Author(s):
Journal
Informa UK Limited
Abstract
An arms race in cyberspace is underway. US and Western government efforts to control this process have largely been limited to deterrence and norm development. This article examines an alternative policy option: arms control. To gauge whether arms-control models offer useful lessons for addressing cyber capabilities, this article compiles a new dataset of predominantly twentieth-century arms-control agreements.

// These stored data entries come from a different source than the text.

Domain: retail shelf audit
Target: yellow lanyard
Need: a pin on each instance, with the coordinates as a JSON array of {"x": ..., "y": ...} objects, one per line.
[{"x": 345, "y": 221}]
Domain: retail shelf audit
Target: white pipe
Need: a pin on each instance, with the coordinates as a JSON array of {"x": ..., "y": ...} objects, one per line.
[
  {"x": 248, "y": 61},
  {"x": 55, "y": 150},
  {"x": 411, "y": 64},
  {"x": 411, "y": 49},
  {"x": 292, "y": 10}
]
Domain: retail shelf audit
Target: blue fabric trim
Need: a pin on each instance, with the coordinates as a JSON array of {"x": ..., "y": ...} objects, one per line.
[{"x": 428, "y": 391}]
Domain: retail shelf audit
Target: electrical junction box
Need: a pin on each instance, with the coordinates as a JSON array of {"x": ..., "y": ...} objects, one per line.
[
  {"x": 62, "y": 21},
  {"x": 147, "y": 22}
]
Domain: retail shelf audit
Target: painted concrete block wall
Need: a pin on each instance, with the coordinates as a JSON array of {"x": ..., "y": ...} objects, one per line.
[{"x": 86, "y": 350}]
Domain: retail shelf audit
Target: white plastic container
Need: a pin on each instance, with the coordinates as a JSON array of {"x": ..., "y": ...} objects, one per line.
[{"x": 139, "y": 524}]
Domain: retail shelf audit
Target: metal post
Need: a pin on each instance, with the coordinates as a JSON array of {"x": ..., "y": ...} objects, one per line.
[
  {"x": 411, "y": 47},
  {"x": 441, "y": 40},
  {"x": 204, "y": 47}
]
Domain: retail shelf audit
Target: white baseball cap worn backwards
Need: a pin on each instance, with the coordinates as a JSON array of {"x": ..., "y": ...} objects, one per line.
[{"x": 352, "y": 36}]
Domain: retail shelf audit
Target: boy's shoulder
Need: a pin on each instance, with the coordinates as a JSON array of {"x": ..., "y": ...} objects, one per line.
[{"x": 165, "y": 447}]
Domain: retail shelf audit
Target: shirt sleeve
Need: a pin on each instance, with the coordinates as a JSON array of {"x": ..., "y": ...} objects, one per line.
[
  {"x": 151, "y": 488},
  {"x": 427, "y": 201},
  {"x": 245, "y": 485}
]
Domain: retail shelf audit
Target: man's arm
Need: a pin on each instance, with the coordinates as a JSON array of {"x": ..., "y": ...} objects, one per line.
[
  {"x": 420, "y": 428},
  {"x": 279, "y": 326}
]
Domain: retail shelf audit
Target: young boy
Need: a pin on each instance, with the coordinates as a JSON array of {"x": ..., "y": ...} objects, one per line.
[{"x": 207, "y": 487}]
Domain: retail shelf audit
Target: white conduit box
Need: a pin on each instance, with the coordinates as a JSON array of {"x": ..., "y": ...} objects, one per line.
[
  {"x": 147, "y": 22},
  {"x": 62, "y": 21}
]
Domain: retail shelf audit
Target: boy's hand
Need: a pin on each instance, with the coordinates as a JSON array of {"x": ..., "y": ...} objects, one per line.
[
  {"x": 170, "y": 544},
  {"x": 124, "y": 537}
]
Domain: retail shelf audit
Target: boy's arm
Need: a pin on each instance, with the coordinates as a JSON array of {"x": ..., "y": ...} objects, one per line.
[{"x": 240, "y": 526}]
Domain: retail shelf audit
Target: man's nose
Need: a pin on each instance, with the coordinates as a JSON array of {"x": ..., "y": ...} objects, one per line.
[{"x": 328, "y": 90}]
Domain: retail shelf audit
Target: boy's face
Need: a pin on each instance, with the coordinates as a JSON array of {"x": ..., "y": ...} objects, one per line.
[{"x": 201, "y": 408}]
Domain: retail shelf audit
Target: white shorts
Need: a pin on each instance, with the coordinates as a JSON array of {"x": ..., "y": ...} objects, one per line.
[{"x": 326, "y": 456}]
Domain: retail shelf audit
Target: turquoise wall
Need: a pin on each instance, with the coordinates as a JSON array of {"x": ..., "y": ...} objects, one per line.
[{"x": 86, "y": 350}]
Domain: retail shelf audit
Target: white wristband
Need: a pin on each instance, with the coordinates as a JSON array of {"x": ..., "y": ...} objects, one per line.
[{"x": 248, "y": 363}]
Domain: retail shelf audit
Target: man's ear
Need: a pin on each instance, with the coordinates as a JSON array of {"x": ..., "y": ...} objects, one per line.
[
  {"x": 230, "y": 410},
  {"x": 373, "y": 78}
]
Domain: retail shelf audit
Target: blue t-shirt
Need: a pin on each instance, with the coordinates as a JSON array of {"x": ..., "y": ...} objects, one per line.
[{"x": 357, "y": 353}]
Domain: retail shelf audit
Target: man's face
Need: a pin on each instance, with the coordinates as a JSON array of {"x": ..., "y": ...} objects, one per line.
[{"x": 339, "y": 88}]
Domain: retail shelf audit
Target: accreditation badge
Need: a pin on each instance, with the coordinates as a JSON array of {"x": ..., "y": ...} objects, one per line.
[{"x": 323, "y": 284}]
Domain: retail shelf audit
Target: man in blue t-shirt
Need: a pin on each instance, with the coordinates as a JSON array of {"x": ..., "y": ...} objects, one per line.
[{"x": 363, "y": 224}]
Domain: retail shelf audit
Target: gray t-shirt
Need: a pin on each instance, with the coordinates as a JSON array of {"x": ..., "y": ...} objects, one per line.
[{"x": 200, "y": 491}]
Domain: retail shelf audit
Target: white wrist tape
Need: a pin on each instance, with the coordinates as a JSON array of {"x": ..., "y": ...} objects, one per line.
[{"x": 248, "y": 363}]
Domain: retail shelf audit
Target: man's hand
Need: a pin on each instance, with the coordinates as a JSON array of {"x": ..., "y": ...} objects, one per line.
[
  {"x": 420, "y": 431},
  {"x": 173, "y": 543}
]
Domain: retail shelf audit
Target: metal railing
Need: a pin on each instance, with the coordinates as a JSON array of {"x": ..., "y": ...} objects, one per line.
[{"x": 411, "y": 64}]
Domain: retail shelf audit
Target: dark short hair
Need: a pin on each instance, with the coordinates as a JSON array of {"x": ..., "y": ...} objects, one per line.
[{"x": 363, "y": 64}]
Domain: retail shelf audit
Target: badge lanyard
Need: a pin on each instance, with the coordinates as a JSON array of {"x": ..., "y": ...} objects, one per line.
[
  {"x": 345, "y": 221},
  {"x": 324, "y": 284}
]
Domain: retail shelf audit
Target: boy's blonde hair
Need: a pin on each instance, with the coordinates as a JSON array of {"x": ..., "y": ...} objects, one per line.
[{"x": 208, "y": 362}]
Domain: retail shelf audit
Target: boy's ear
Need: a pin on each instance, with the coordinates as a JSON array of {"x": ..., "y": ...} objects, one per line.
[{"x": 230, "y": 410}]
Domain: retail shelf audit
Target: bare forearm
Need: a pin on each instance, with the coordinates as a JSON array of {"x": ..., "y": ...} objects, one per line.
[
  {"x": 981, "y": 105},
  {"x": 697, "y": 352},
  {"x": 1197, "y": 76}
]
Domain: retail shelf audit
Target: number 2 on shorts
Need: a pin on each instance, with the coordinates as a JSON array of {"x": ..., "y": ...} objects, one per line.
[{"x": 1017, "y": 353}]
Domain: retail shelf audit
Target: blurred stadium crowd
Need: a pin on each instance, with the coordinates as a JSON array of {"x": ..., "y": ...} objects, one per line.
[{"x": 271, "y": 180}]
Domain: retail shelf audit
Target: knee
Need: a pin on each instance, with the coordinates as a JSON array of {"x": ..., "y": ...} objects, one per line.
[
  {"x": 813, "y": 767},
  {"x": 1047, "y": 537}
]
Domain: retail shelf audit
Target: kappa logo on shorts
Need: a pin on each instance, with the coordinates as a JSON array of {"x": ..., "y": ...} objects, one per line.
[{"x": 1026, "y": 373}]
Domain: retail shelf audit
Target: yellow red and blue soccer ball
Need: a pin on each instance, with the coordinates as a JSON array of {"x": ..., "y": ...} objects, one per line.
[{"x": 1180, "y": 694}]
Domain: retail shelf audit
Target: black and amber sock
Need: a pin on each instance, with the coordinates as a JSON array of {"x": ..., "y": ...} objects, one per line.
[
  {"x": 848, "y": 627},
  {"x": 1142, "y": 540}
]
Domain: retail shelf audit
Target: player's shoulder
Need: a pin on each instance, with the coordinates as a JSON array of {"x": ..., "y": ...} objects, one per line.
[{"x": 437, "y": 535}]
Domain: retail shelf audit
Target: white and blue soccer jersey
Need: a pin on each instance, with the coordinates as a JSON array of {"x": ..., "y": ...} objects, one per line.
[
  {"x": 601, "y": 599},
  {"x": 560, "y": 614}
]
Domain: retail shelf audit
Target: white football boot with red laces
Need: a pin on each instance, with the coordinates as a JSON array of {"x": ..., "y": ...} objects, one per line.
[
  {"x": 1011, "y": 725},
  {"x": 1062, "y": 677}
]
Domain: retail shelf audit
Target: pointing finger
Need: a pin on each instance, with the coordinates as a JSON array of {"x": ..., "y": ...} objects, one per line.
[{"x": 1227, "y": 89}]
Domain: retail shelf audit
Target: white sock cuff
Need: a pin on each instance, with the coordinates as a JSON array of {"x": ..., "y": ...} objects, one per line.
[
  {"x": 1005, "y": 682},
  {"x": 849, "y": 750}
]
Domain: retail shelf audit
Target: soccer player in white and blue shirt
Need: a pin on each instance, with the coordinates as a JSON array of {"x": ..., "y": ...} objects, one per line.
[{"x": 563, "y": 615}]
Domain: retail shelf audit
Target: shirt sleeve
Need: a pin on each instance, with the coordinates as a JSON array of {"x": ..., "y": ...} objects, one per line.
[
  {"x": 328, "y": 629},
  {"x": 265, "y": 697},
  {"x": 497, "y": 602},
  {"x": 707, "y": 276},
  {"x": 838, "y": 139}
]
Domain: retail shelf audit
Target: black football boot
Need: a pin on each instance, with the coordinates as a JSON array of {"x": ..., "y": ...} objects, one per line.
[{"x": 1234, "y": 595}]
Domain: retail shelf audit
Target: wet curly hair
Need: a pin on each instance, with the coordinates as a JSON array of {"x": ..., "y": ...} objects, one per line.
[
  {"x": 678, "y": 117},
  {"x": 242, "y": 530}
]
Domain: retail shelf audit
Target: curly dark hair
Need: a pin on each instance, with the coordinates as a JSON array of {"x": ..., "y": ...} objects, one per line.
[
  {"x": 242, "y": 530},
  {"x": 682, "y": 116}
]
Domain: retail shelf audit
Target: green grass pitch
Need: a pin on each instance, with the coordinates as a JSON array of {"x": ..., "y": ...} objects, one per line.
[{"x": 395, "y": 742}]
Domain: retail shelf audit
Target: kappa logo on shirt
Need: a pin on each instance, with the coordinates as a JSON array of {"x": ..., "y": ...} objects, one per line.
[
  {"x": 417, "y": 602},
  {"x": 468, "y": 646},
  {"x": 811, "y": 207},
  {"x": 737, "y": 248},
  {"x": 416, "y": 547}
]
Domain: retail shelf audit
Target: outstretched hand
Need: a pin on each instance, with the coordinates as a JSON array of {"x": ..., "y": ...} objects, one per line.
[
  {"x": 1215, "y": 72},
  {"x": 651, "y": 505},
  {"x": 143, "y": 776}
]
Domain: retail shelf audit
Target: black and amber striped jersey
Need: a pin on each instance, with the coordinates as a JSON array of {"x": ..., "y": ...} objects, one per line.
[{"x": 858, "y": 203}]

It also evaluates two case studies of negotiated agreements that regulate dual-use technologies, the 1928 Geneva Protocol prohibiting chemical- and biological-weapon use and the 1944 Chicago Convention on International Civil Aviation.
Concluding remarks
The analysis underscores the limits of norm development for emerging technologies with both civilian and military applications. It finds lessons for developing verifiable, international cooperation mechanisms for cyberwarfare in the regulatory model of international aviation. Conventionally, arms-control agreements take advantage of transparent tests or estimates of arms. To restrict cyberwarfare activities, experts and policy makers must adapt arms-control models to a difficult-to-measure technology at an advanced stage of development and use. Further investigation of international regulatory schemes for dual-use technology of similar diffusion and development to the internet, such as international civil aviation, is needed.
Reference details
DOI
10.1080/10736700.2018.1515152
Resource type
Journal Article
Year of Publication
2018
ISSN Number
1073-6700
Publication Area
Dual-use cybersecurity
Date Published
2018-05-04
How to cite this reference:
Dumbacher, E. D. (2018). Limiting cyberwarfare: applying arms-control models to an emerging technology. Informa UK Limited. https://doi.org/10.1080/10736700.2018.1515152 (Original work published)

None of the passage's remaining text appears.